Page 55 of Alpha Games
Aspen was wearing the same fuzzy sweater I’d first seen her in when she’d blinked those big,innocent eyes in my direction and stolen my breath along with my heart.
Not innocent though.
I was a blind fool.
Aspen heaved up nothing but spit and rested her cheek against the porcelain toilet seat.
“Cold feels good,” she whispered. “Everything is so hot. Like you.”
“How much did she take?” Fallon spoke behind me, holding the bucket of ice against her chest. I shook my head. I didn’t have the answers. I always had the answers. This was…
Out of my control.
Aspen let out a soft snore, falling asleep once again as her head rolled back against my chest.
Fallon rested her hand on my shoulder. “Let’s get her into bed.”
*
I didn’t know a woman could be this delicate.
I was no stranger to the feminine form. It was one of my favorite pastimes. But for every hard edge I was made of, Aspen had a soft curve to counter it. To keep my beast from raging and tearing through my skin, I laid behind her and held her close.
My fingers trailed along her jaw, tucking hair back behind her ear, and dipped down to trace her shoulder again. This felt right. Touching her was what my fingers were made to do.
But everything else was wrong.
I wasn’t normally this blind. Not since I was a child and learned the hard way what demons could do when you weren’t looking. My eyes were open when it came to Aspen. Or so I thought.
“What else are you hiding from me?” I whispered, dragging my thumb over her small knuckles and feeling the velvet smoothness of her hand as it rested on the silk sheet of my bed.
“She’s not her.” Fallon stood hugging herself in the open doorway of the bedroom with the light from the sitting area beyond filtering in to my dark space. “I don’t know how this happened, but I swear she isn’t like mom.”
“I know that.” My beast rumbled inside me, issuing a warning for Fallon to stay back.
Aspen was too warm and full of spark to be a wasted junkie living for their next fix. It was a miracle any of our kind could slip to the level our mother had gone. Shifters had a fast metabolism. Even now, I could smell the drugs burning through Aspen’s system. But my mother, like many others, turned to animal tranquilizers and street modifications in potent cocktails when the pressures of the world became too much.

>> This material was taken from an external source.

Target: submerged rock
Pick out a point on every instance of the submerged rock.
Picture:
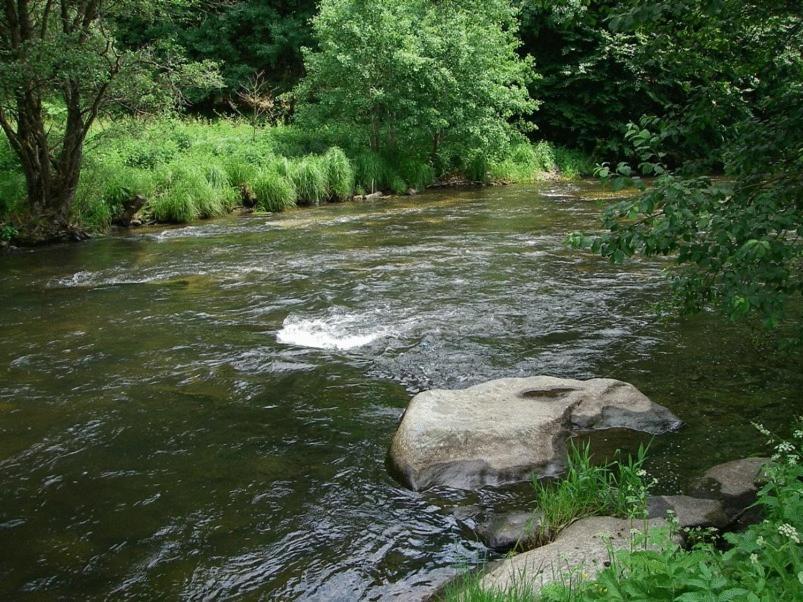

The epidemic of loneliness. That’s what the newspapers were calling it. The growing population of wolf shifters no longer finding their fated mates. Humans and shifters weren’t so different after all. Not at their core. Without love, even the strongest of the species would slowly fade away.
I stopped touching Aspen long enough the drag my hand through my hair.
Maybe finding your fated mate wasn’t enough to keep the demons at bay. It was possible thatIwasn’t enough… again.
We’ll try harder. We’ll fight them all.
“Knock it off,” my sister growled.
“Knock what off?” I sighed, putting my hand on Aspen’s hip as she groaned and drooled on my pillow.
“I can see you going there.” There was a rough edge to Fallon’s voice covering her sadness. “Stop it.”
I kept my hand possessively on Aspen’s hip, turning to look over my shoulder as Ivan came into the suite. He stopped at the bedroom door next to Fallon and my beast let out a warning growl.
“There’s nothing, Alpha.” Ivan bared his neck. “Her room is clean. Not a trace of anything in there.”
I pushed the relief I felt at his statement down deep, not wanting to be fooled again. If Ivan said he couldn’t find any drugs or paraphernalia, I trusted him. He knew where to look. Once a junkie, always a junkie. That’s what Fredrick said. But just because he hadn’t found anything didn’t mean she hadn’t gone looking for it.
Ivan scratched his bald head. Sadness drifted from him in waves. “Someone must have given it to her.”